I step away from my computer at around 2pm this afternoon, thinking the markets are going to be relatively calm today, and--boom--the stock markets plunge over 6%?!? What the f*ck?!?

Update: And now Asia's markets are experiencing steep declines (8-10% as I type). I pass all this news along simply to note that here at BtR we're aware of the global financial meltdown. Flavia mentioned last week that she vaguely felt like the world was ending, and, um, yeah, I feel that way too.

  • At 10/10/2008 02:26:00 AM, Anonymous Anonymous wrote…

    Well, as of now (2008-10-10, 8:17 GMT+2): NY down by 7.3%, Tokyo down by 9.6%, Rome down by 1.6%, etc..

    But: no, as long as the Bavarian state does not cut our funds for books, paper, teaching adjuncts, pencils, IT equipment and the like: this won't affect my teaching, I guess.
    And: here in times of crisis parents tend to send their children to schools where they'll learn Latin and Ancient Greek (somehow literature in these languages is felt to be more resistant to adverse economical effects than texts in other languages (I never found out why), not to mention the sciences, mathematics, economics, social sciences, law and other fields felt to be extremely volatile (again: no idea why)): the next generation of academic teachers in the field of Renaissance studies might even benefit from the present crisis. [:-)]


  • At 10/11/2008 02:12:00 PM, Blogger Simplicius wrote…

    That's interesting, hck: Bavaria is clearly operating under different ideas about the value of Latin and Greek, not to mention the value of funding schools.

    The best line I've heard here is that now English majors won't be the only ones without jobs; all those prospective MBAs and business majors are going to be struggling too.


  • At 10/13/2008 05:30:00 AM, Anonymous Anonymous wrote…

    Here there's definitely a shortage of teachers of Latin at schools, and schools try to hire (almost) anyone who has decent knowledge of Latin (even without a degree in Latin AND without any training for teaching at schools).

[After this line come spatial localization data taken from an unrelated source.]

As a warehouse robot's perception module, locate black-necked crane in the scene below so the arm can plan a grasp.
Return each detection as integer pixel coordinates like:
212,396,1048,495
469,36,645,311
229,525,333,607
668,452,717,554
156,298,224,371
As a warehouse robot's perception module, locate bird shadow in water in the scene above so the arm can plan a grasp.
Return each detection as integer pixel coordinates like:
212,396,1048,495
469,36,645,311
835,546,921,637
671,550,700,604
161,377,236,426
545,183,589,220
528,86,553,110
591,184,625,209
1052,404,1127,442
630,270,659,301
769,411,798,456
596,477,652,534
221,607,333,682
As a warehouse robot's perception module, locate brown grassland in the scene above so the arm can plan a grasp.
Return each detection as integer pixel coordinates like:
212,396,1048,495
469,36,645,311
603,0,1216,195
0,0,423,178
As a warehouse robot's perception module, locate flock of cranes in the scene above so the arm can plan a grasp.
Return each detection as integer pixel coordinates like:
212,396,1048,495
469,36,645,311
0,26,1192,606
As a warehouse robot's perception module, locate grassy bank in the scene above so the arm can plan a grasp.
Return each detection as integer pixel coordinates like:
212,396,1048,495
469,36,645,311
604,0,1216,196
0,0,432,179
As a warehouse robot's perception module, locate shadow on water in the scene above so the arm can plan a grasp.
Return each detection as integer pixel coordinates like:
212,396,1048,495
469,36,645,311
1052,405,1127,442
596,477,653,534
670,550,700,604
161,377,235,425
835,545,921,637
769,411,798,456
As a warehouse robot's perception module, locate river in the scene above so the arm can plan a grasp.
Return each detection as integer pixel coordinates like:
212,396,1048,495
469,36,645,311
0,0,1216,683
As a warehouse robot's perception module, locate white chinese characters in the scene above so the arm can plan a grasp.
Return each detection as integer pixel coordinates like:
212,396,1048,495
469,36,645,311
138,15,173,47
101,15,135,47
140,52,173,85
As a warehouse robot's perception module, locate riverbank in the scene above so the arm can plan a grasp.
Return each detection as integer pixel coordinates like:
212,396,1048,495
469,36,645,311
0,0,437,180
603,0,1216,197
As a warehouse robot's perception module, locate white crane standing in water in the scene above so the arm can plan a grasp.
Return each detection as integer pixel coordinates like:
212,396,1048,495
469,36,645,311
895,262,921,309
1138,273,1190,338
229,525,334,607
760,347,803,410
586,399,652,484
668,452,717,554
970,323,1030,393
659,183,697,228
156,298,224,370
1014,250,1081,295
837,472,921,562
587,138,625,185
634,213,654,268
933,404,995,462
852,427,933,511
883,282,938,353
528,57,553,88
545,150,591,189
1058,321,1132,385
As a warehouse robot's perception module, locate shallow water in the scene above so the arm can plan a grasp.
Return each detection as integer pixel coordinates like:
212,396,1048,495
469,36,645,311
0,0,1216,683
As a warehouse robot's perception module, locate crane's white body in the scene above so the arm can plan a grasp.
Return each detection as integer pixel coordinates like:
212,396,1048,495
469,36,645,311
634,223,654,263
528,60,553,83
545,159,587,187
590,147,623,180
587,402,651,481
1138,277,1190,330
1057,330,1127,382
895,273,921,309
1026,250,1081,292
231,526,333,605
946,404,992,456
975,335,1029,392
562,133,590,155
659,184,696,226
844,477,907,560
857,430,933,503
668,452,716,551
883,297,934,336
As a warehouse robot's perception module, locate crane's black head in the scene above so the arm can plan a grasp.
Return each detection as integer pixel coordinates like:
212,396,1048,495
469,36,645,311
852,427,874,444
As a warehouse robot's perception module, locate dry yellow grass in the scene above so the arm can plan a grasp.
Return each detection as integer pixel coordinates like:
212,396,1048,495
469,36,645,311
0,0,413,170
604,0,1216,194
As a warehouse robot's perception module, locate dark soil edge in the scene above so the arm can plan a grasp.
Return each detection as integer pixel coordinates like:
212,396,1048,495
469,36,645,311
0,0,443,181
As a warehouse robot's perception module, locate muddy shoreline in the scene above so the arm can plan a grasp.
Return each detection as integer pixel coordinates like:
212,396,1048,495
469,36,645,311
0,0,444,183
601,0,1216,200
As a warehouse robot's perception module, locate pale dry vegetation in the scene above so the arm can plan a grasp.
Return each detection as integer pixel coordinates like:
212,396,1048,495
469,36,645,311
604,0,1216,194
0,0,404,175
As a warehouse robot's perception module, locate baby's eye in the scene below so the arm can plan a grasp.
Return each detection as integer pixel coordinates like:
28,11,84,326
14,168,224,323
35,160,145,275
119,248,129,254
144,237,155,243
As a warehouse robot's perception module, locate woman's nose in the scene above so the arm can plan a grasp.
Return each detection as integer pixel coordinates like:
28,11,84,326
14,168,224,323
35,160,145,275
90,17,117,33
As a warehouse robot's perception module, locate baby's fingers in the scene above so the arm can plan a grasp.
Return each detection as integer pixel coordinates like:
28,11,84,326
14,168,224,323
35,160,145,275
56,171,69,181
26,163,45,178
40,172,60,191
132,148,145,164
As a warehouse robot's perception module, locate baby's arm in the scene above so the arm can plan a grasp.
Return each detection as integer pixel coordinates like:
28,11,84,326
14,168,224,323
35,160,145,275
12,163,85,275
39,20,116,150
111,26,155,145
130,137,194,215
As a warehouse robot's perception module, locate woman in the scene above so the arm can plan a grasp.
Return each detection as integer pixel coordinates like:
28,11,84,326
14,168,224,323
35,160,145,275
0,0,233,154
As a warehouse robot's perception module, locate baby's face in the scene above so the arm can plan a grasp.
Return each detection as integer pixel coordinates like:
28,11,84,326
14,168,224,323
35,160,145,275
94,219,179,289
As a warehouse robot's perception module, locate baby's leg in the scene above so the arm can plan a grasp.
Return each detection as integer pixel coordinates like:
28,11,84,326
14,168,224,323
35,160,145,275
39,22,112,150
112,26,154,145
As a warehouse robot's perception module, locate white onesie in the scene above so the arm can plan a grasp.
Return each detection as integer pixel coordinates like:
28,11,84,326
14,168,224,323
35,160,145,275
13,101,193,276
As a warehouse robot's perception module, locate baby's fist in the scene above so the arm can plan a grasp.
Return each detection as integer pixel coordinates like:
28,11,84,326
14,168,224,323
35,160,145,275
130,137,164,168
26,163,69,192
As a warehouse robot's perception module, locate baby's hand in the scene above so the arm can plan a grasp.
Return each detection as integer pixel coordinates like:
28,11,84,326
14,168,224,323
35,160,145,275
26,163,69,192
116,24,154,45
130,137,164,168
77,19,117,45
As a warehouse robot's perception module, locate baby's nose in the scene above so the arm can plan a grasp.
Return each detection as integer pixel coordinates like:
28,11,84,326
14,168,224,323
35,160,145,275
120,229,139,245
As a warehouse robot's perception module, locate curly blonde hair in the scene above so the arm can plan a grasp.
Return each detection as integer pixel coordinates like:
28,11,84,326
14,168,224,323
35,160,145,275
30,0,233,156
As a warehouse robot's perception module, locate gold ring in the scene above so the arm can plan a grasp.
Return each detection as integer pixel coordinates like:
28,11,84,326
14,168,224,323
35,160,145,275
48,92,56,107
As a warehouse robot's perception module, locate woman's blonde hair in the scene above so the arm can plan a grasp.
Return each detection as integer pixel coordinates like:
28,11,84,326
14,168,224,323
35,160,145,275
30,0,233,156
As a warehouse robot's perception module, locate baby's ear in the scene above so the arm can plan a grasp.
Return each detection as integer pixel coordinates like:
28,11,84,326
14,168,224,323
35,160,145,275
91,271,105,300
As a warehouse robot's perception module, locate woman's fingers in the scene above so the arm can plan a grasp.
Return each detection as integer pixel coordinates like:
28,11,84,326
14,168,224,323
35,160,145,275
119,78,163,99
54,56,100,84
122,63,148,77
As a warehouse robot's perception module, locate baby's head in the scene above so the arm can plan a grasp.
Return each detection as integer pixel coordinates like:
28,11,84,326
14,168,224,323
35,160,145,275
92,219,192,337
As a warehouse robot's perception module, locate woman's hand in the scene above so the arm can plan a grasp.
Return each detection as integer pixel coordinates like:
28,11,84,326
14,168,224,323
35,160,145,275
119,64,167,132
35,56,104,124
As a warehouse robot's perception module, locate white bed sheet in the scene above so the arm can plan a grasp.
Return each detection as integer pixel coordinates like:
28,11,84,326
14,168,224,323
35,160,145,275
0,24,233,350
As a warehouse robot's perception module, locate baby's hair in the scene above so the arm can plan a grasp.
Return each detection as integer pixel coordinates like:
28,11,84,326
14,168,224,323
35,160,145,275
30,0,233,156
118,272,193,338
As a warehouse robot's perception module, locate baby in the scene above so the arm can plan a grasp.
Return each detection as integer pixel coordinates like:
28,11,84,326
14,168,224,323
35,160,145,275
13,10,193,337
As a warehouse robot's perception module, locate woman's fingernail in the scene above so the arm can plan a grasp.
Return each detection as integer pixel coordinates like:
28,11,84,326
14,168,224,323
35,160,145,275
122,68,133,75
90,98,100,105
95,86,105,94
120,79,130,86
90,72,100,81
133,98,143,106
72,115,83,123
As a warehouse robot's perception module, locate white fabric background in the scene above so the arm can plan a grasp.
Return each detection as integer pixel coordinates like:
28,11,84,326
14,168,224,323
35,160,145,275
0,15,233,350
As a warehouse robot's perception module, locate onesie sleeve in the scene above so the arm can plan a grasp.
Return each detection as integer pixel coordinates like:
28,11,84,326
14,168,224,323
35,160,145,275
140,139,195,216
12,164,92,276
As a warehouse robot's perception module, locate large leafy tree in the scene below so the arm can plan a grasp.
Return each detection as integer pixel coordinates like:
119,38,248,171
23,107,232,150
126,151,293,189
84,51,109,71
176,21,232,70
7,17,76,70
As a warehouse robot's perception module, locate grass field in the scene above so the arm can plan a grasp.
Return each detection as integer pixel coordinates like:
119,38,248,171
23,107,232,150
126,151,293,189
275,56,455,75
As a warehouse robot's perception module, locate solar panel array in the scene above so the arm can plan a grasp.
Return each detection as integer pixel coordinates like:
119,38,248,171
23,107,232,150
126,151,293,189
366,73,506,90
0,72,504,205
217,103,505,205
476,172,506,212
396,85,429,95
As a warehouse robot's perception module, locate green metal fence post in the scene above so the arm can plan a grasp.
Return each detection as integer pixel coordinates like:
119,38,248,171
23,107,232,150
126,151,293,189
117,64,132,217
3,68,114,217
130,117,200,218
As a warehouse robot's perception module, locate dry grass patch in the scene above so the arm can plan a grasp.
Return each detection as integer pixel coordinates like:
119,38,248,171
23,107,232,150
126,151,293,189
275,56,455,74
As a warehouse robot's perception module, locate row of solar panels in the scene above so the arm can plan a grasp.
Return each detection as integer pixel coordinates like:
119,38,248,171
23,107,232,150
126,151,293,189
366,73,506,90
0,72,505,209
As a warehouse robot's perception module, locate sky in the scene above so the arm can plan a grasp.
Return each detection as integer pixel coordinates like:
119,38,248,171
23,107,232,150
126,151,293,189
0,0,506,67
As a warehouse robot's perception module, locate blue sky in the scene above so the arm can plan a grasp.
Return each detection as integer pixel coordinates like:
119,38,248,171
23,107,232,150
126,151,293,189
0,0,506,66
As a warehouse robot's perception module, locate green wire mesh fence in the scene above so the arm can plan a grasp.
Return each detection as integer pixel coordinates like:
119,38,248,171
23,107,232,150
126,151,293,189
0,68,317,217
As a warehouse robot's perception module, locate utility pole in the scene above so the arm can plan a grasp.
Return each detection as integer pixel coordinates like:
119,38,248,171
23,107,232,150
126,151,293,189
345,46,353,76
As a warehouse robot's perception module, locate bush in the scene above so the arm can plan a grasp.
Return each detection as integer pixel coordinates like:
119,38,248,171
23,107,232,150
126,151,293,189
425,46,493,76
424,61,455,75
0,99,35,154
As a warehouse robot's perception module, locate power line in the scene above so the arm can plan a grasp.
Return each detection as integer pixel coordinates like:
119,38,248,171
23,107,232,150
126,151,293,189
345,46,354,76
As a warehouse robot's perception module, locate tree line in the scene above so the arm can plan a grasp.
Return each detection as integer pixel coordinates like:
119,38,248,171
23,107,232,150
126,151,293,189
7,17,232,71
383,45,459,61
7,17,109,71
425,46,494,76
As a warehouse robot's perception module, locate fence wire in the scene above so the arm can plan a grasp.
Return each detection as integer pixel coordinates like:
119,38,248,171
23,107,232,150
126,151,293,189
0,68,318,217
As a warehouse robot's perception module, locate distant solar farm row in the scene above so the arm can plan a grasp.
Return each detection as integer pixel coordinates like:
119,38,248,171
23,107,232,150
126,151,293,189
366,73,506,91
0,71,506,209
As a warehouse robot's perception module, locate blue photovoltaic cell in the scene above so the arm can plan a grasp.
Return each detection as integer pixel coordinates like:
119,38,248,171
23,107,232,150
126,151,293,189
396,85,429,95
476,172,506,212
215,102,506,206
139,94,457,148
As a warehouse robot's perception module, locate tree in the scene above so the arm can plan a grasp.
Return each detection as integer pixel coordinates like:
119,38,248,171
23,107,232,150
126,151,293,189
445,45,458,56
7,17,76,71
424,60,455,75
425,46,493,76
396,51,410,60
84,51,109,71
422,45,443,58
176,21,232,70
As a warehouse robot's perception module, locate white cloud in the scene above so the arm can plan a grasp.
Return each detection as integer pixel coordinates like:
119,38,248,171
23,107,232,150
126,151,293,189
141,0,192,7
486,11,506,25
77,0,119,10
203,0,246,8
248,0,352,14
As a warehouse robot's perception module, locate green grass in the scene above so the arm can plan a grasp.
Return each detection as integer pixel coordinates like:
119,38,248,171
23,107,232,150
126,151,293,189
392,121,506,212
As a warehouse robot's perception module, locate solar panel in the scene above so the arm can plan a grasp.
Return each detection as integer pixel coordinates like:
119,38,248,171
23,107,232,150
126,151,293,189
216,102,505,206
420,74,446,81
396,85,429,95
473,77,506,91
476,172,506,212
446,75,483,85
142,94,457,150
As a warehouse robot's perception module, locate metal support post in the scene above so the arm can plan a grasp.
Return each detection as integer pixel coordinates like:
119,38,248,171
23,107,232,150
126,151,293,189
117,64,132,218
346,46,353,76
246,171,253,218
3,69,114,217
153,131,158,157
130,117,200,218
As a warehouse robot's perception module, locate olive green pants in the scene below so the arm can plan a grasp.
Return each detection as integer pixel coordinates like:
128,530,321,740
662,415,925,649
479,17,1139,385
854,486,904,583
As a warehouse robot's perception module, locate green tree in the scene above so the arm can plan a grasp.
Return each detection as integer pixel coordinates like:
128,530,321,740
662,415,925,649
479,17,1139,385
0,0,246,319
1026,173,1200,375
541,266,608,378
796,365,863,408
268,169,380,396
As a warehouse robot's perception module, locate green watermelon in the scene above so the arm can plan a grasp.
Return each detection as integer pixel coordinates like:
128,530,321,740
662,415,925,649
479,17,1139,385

    Our graduates tend to find decent (though sometimes nor really well paid for) jobs rather soon. But in the other hand: if they'd been in for the money: they'd have studied dentistry, not renaissance intellectual history ... [:-)] ... .


  • At 10/14/2008 09:58:00 AM, Blogger Pasquil wrote…

    Really off topic, but ...

    First, I wonder if anyone remembers Pasquil around here. I've been undeground working on my book on Renaissance clowns.

    Anyway, I'm trying to finish up and would love an image relating to the Lord of Misrule. Does anyone know the origin of the woodcut from caption contest 5? Anything to do with misrule here? Or am I just grasping at straws?(But damn, it's just such a great image! And I can't figure out how to make the fish-humping one fit.)


  • At 10/14/2008 10:49:00 AM, Blogger Hieronimo wrote…

    Pasquil: it's from Wing E3093

    The English Irish souldier with his new discipline, new armes, old stomacke, and new taken pillage: who had rather eate than fight. Printed at London : for R. Wood, and A. Coe, 1642.